Category Archives: Trip Reports

Down the Muddy

January 18, 2026

This was a nice, long walk down Muddy Creek, but I didn’t find everything I was hoping to and I’ll have to return for another try. I left home early and the eastern sky brightened as I drove south. As I passed Hunter Power Plant I felt an urge to stop and take a photo of it backlit by a beautiful orange and blue gradient but there were power lines along the highway that would’ve ruined the shot. Then the power lines changed direction and I had a clear view, so I jammed on the brakes and snapped a few nice shots from the side of the road.

Hunter Power Plant before dawn
Hunter Power Plant before dawn


I’ve been saving the hike for the dead of winter due to the likelihood of needing to cross the creek, in the hopes that it would be frozen over. The USGS stream gauge had been reading “ice affected” for weeks prior to this so I assumed that meant it was frozen solid, but I arrived to find the creek flowing too wide and deep to cross without getting wet and very cold. Fortunately everything I wanted to see on this trip was on one side of the creek, with the exception of one cabin, so I pressed on knowing it would be a worthwhile hike while still hoping I could find a place to cross closer to the cabin. It was a very chilly walk to my first point of interest, a small village site on the bench above the creek. The first structure I saw was a ring of rocks on bedrock, so I’m not sure it was actually a pit house. Another rough circle of basalt rocks was likely a pit house, and one last structure was certainly one with its well-defined rock walls and a central depression.

An icy Muddy Creek
An icy Muddy Creek

Circular structure
Circular structure

Probable pit house
Probable pit house

Grinding pits in a basalt boulder
Grinding pits in a basalt boulder

Pit house
Pit house


The sun finally rose enough to warm things up as I hiked the next mile or so to what I thought looked like a cabin in Google Earth. To my surprise it was actually an ore chute. There was some old junk lying around, and what appeared to be a road cut leading up the hillside behind the chute. I followed it to the top of the hill and a bit beyond, realizing it was only a cattle trail.
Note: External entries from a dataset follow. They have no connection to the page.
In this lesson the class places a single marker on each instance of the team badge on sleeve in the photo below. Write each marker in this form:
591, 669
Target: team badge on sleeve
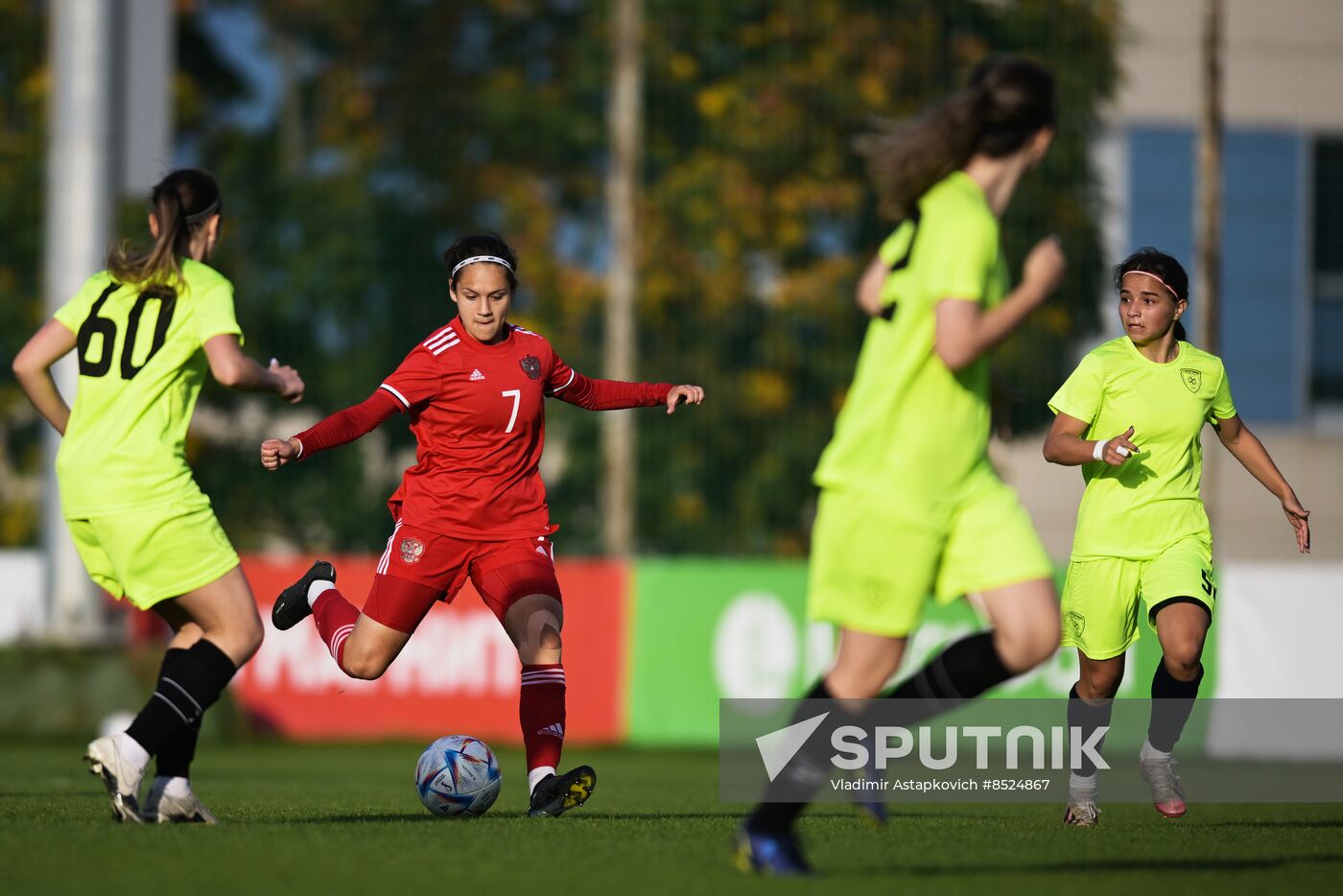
412, 550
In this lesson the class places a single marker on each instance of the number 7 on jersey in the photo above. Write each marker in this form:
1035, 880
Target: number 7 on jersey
517, 396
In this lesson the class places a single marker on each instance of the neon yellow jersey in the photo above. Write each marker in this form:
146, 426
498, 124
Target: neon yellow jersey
909, 426
140, 372
1139, 509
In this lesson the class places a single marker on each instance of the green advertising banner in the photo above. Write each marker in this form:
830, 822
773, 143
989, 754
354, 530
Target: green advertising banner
711, 629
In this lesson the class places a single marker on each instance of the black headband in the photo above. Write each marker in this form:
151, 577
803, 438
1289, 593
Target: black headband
207, 211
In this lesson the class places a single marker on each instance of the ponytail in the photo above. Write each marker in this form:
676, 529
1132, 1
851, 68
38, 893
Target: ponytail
180, 203
1007, 101
904, 160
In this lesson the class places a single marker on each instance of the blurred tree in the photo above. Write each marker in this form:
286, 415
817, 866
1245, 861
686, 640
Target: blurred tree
23, 110
368, 136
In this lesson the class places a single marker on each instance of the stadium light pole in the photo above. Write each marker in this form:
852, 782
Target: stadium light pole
78, 221
1208, 211
109, 130
624, 131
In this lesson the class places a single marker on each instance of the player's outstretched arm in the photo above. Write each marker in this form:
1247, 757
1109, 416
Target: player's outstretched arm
1065, 445
234, 369
966, 332
339, 429
615, 395
33, 368
1252, 455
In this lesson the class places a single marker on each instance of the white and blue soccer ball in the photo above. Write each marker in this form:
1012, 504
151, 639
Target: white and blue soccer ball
459, 775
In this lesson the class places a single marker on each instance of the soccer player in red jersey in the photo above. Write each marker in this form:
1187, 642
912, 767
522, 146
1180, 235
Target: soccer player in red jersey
473, 504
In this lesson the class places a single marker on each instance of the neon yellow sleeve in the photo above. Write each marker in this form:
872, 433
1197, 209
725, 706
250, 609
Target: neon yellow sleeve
957, 265
215, 315
1081, 392
1222, 406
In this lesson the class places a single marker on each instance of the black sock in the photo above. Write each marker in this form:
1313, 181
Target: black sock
1172, 700
963, 671
1087, 718
194, 684
809, 764
175, 758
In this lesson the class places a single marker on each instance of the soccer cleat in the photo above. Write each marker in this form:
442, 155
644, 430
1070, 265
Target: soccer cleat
292, 604
554, 795
167, 809
1167, 794
118, 774
1081, 813
769, 853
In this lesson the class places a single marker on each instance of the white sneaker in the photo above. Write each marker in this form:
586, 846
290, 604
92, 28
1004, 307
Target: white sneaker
164, 808
120, 775
1081, 813
1167, 792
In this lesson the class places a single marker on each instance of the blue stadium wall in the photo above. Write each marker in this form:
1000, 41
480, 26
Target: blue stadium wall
1265, 261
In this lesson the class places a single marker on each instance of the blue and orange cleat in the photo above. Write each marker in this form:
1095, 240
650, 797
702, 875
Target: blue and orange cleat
769, 853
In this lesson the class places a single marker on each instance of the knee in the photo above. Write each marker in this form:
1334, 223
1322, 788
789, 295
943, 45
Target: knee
1026, 645
1184, 658
252, 637
1100, 681
860, 680
363, 665
857, 684
546, 648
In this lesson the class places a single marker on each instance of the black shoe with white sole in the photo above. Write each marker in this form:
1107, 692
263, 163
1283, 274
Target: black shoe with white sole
292, 604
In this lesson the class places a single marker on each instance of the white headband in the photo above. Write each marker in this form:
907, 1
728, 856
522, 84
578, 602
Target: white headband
493, 259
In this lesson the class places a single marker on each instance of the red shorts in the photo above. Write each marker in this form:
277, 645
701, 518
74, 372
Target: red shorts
420, 567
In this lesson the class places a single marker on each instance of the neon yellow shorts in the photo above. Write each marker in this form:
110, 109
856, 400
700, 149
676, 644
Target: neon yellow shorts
875, 560
150, 555
1101, 594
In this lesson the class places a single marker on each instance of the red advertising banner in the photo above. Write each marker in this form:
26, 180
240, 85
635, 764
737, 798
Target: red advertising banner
459, 674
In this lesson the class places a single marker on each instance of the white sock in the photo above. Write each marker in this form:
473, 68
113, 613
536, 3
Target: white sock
534, 777
130, 750
177, 788
318, 589
1083, 789
1152, 754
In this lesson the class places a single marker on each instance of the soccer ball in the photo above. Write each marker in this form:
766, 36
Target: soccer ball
457, 775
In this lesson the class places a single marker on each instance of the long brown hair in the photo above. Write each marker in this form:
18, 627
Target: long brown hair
1007, 101
181, 203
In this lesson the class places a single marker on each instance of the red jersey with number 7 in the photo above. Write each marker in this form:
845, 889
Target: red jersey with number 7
479, 413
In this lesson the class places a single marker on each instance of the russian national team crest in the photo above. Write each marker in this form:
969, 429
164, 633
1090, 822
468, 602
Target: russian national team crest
412, 550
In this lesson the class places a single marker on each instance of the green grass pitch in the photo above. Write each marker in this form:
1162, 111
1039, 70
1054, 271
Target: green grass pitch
345, 819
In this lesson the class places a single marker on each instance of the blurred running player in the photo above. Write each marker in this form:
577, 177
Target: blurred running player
1131, 415
909, 504
473, 506
145, 331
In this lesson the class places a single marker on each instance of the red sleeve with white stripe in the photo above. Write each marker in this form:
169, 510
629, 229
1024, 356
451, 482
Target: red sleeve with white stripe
416, 380
570, 386
348, 425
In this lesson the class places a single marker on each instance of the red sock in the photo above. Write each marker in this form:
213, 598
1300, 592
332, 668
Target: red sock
335, 618
541, 712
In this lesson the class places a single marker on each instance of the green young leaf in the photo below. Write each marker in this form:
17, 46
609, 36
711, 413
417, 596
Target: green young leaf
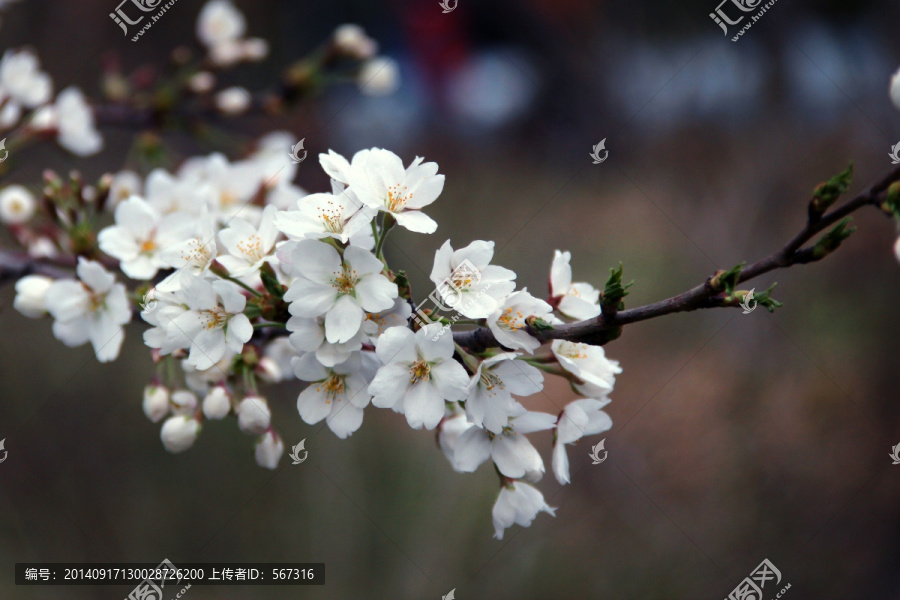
832, 240
892, 200
614, 291
726, 280
252, 311
538, 324
827, 193
766, 301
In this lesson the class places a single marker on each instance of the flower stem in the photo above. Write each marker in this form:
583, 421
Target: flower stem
240, 283
386, 225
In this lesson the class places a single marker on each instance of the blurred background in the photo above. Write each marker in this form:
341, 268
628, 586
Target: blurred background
736, 437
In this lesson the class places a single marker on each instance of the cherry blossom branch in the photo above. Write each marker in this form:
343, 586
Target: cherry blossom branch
710, 294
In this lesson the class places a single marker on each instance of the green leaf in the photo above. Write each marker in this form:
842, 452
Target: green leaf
832, 240
766, 301
538, 324
726, 280
827, 193
614, 291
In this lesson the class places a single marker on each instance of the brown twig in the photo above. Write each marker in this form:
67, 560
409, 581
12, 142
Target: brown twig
606, 327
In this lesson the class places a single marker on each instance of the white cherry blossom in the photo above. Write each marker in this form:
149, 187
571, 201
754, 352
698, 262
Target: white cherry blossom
341, 288
467, 282
139, 235
575, 300
508, 322
179, 433
339, 215
418, 375
510, 450
22, 85
269, 450
93, 309
254, 415
518, 503
31, 292
17, 205
589, 364
248, 247
337, 394
73, 120
379, 180
213, 323
156, 402
308, 335
193, 255
490, 403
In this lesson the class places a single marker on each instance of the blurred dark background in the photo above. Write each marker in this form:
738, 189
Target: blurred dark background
736, 437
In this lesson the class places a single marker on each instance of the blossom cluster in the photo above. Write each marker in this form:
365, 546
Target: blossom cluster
252, 279
241, 278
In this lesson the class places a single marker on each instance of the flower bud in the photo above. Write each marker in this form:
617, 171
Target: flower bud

I thought I recognized that the ore being mined was manganese due to its similarity to another mine I came across a year ago, and after returning home from this trip I found this is indeed a manganese deposit referred to as the “Snow Deposit” in this 1952 USGS bulletin (page 83 of the PDF). I looked around in the hills for a mine shaft or trench but didn’t find anything, and when I went back to the ore chute area I realized that what I initially thought was a road cut was actually just a small surface mine. There were no other workings visible near the ore chute so I think it was a pretty small and short-lived operation.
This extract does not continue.